Judy Garland and Marilyn Monroe had an important quality in common. Both showed us open wounds. We loved them because we could see their pain. Both gave remarkable performances that should have not only been nominated but taken home the gold. Garland came close with 1954’s A Star Is Born, but lost to Grace Kelly in The Country Girl. Watch Garland in A Star Is Born; it is clear she should have won. Monroe used to say, “It takes a smart brunette to play a dumb blonde.” She makes that clear in 1961’s The Misfits, a movie where her character is so internally devastated that Clark Gable says to her, “What makes you so sad? … You’re the saddest girl I’ve ever seen.” And she is, a woman trapped in the world of dark and shadows. A brave actress. Never nominated, she reminds us, as does twice-nominated Garland, that talent will win out every time, and will last forever.
The Oscars are a chance for movies to be noticed. For an unfathomable reason, The Night of the Hunter missed all of the categories — nominations or wins. This is a dark movie about a backwoods preacher chasing two children for their father’s money. It’s often terrifying due to director Charles Laughton’s creative use of German Expressionism, including odd camera angles and wicked lighting. How could this film — adapted by James Agee and Laughton from a 1953 novel and starring Robert Mitchum, Shelly Winters and Lillian Gish — be overlooked in 1955? It was the year of On the Waterfront, The Caine Mutiny and Seven Brides for Seven Brothers — but there must have been room for the film David Lynch, Martin Scorsese and the Coen brothers have said influences them to this day. Mitchum, one of our best actors, was only nominated once in his long career, for best supporting actor in 1945’s The Story of G.I. Joe. Guess the academy voters were not impressed with The Sundowners, Cape Fear or Ryan’s Daughter, to name a few examples of this unusual actor’s work. In Night of the Hunter, he is a living nightmare.

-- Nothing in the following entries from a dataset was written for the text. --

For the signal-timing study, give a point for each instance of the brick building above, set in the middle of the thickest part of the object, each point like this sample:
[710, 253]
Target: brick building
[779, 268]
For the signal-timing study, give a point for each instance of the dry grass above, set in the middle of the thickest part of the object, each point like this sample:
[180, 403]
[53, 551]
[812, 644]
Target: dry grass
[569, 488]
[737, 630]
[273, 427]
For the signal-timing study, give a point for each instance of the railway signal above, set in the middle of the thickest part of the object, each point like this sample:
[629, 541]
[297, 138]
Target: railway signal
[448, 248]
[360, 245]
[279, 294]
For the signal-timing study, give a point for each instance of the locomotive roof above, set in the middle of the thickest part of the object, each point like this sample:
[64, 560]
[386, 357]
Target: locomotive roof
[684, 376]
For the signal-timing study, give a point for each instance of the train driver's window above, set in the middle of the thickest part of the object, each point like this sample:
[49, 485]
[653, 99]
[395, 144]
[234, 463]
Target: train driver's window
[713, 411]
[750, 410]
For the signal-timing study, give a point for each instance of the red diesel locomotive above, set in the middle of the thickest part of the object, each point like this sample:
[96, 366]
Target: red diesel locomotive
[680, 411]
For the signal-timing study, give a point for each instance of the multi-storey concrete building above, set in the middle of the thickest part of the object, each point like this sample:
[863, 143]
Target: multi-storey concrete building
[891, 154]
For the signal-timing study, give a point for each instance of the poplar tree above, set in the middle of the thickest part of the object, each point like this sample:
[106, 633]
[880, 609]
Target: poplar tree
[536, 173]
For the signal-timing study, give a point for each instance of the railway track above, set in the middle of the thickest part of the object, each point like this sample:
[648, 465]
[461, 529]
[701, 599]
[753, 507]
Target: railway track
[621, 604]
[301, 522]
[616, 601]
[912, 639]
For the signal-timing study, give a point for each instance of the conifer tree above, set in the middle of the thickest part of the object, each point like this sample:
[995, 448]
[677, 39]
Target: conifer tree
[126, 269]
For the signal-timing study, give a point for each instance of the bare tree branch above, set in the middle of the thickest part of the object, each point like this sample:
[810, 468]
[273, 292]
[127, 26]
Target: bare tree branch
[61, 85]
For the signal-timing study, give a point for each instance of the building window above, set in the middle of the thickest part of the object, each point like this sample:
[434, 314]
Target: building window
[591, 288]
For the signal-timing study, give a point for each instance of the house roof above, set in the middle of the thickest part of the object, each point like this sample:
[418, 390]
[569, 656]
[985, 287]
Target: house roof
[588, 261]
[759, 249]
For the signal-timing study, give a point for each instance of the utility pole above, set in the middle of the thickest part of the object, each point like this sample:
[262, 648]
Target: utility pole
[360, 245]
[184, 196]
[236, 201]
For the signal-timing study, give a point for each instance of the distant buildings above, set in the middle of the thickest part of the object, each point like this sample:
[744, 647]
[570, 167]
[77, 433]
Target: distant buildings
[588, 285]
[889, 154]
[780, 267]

I’ve been a member of the Directors Guild of America for many years. I watch direction carefully, believing in the auteur theory, the idea that it’s one director, one film. It would be tough to argue that Alfred Hitchcock wasn’t in charge of his movies. Yet the academy never gave him a best director Oscar. He was nominated for Lifeboat, Spellbound, Rear Window and Psycho, yet only his film Rebecca won, for best picture, an award taken home by producer David O. Selznick in 1941. Orson Welles’ Citizen Kane was nominated for writing, the award going to Herman J. Mankiewicz, even with the controversy about who wrote what in the sensational script. But for Welles not to win for directing a movie that stays exciting and relevant and changed the face of cinema forever? That would be like never giving a directing Oscar to Frederico Fellini, James Ivory, Arthur Penn, Stanley Donen, Spike Lee, David Lynch, Sam Peckinpah and so many other deserving artists.
This is a subject that can be argued forever, with everyone a critic. That being said, the Oscars are important in that they remind us of quality over box office, whether we are rooting for our favorites or remembering work that should have been recognized. Any time and any way we celebrate the cinema, we’ve won the gold.